Wednesday, February 22, 2012

The Brain Carbo-Loads After A Bout Of Exercise

Learn something every day...

How Exercise Fuels The Brain, New York Times Well Blog, Today

A century ago, when I was in school, they taught that glycogen was made mostly in the liver and muscles. That we carry a couple pounds of it in the liver alone (which is quickly depleted on a low-carb diet, along with many pounds of associated water). Glucogen is like animal starch, chains of glucose molecules that are assembled after we eat and packed away for quick energy later.

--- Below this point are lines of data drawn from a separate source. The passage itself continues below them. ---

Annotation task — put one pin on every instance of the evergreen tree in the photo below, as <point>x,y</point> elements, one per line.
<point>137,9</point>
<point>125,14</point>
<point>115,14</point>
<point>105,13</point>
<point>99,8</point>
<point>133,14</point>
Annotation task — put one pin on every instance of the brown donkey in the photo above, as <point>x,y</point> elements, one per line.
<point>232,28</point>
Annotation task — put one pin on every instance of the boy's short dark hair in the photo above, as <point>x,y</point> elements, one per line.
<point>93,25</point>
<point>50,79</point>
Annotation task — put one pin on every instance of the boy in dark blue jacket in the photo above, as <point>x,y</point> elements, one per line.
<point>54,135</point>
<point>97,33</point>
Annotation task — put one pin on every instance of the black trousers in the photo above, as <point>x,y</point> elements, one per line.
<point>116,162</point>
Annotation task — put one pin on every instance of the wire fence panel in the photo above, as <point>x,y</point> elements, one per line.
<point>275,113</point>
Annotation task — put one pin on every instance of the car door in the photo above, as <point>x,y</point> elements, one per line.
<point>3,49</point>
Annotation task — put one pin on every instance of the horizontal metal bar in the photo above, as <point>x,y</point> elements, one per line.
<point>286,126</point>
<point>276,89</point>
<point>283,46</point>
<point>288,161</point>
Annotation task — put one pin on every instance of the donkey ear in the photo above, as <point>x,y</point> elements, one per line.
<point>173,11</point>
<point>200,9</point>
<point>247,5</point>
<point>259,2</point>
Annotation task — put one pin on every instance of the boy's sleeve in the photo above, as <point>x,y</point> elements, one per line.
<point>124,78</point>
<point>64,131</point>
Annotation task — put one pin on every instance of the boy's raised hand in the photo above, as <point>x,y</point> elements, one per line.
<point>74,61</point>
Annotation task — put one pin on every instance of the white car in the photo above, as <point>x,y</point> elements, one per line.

Now I learn that the brain makes its own glycogen:
"For many years, scientists had believed that the brain, which is a very hungry organ, subsisted only on glucose, or blood sugar, which it absorbed from the passing bloodstream. But about 10 years ago, some neuroscientists found that specialized cells in the brain, known as astrocytes, that act as support cells for neurons actually contained small stores of glycogen, or stored carbohydrates. And glycogen, as it turns out, is critical for the health of cells throughout the brain."
And that, during a bout of exercise, the brain taps that glycogen, and replenishes it quickly after eating ... to levels above and beyond the call of duty:
"After the single session on the treadmill, the animals were allowed to rest and feed, and then their brain glycogen levels were studied. The food, it appeared, had gone directly to their heads; their brain levels of glycogen not only had been restored to what they had been before the workout, but had soared past that point, increasing by as much as a 60 percent in the frontal cortex and hippocampus and slightly less in other parts of the brain. The astrocytes had “overcompensated,” resulting in a kind of brain carbo-loading."
Animals that exercised regularly had long-lasting increases:
"The “supercompensation” became the new normal, with their baseline levels of glycogen showing substantial increases compared with the sedentary animals. The increases were especially notable in, again, those portions of the brain critical to learning and memory formation — the cortex and the hippocampus."
Dr. Soya (senior author of the rat studies) says:
"It is tempting to suggest that increased storage and utility of brain glycogen in the cortex and hippocampus might be involved in the development” of a better, sharper brain.
So, if I want a better, sharper brain I should exercise and eat starch?